F. Comparison of Test Results (Return to Top)

If the laboratory performs the same test by more than 1 method or at more than 1 test site, or the test is sometimes also sent to a referral laboratory, comparisons should be run at least twice annually to define the relationships between methods and sites. Comparison of different test methods for the same analyte within the laboratory or between laboratories (if samples are tested in-house and at a referral laboratory) is recommended. This should be done every 6 months or at a frequency determined by the laboratory manager. The following steps should be included:

1. Perform a 20-sample or greater comparison using specimens covering the analytical range.

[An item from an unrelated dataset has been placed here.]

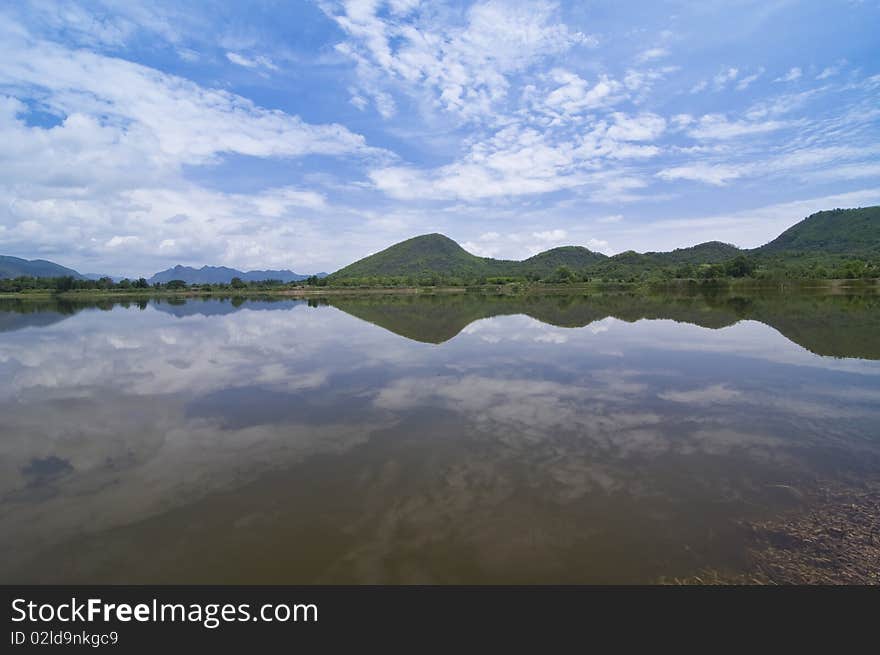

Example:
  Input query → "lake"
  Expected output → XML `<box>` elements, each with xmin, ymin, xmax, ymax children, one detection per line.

<box><xmin>0</xmin><ymin>291</ymin><xmax>880</xmax><ymax>583</ymax></box>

(a) Group data in an x-y comparison plot

(b) Calculate slope and intercept by a least squares method

2. Laboratory director or qualified personnel should define acceptable performance limits .

3. If individual test results performed on the same patient or material do not correlate with each other (ie, BUN/creatinine, electrolyte balance), the cause should be investigated and corrective action taken.


III. Postanalytical Factors Important in Clinical Chemistry [Return to Top]

A. Computer Entry of Data

Reports should be accurate whether created manually or electronically, and in a standard format as established by the laboratory. Established laboratory standards for uniform reporting should be met.

B. Report Generation

Reports should be in a format that is readable and easily understood, with appropriate references or explanations as needed. They should be generated in a timely manner relative to preanalytical and analytical components.

C. Report Delivery

Report delivery should be timely, to the correct client, and in a manner agreed upon by the client and the laboratory.

D. Specimen Storage

Specimens should be stored under appropriate conditions for a predetermined time period, as determined by specimen stability, laboratory policy and/or certification/accreditation requirements.

E. Specimen Disposal

Laboratories should appropriately dispose of biohazardous and non-biohazardous materials and specimens, including timely emptying of all containers and trash bins.

F. Personnel Safety

Conditions should be appropriate for computer entry, transcription, handling of specimens, specimen disposal and all other postanalytical tasks.

G. Laboratory Environment

Laboratory environment should meet standard requirements necessary for safe, rapid, efficient and effective performance.

H. Personnel Requirements

Personnel should meet training requirements as indicated for specific areas of the laboratory.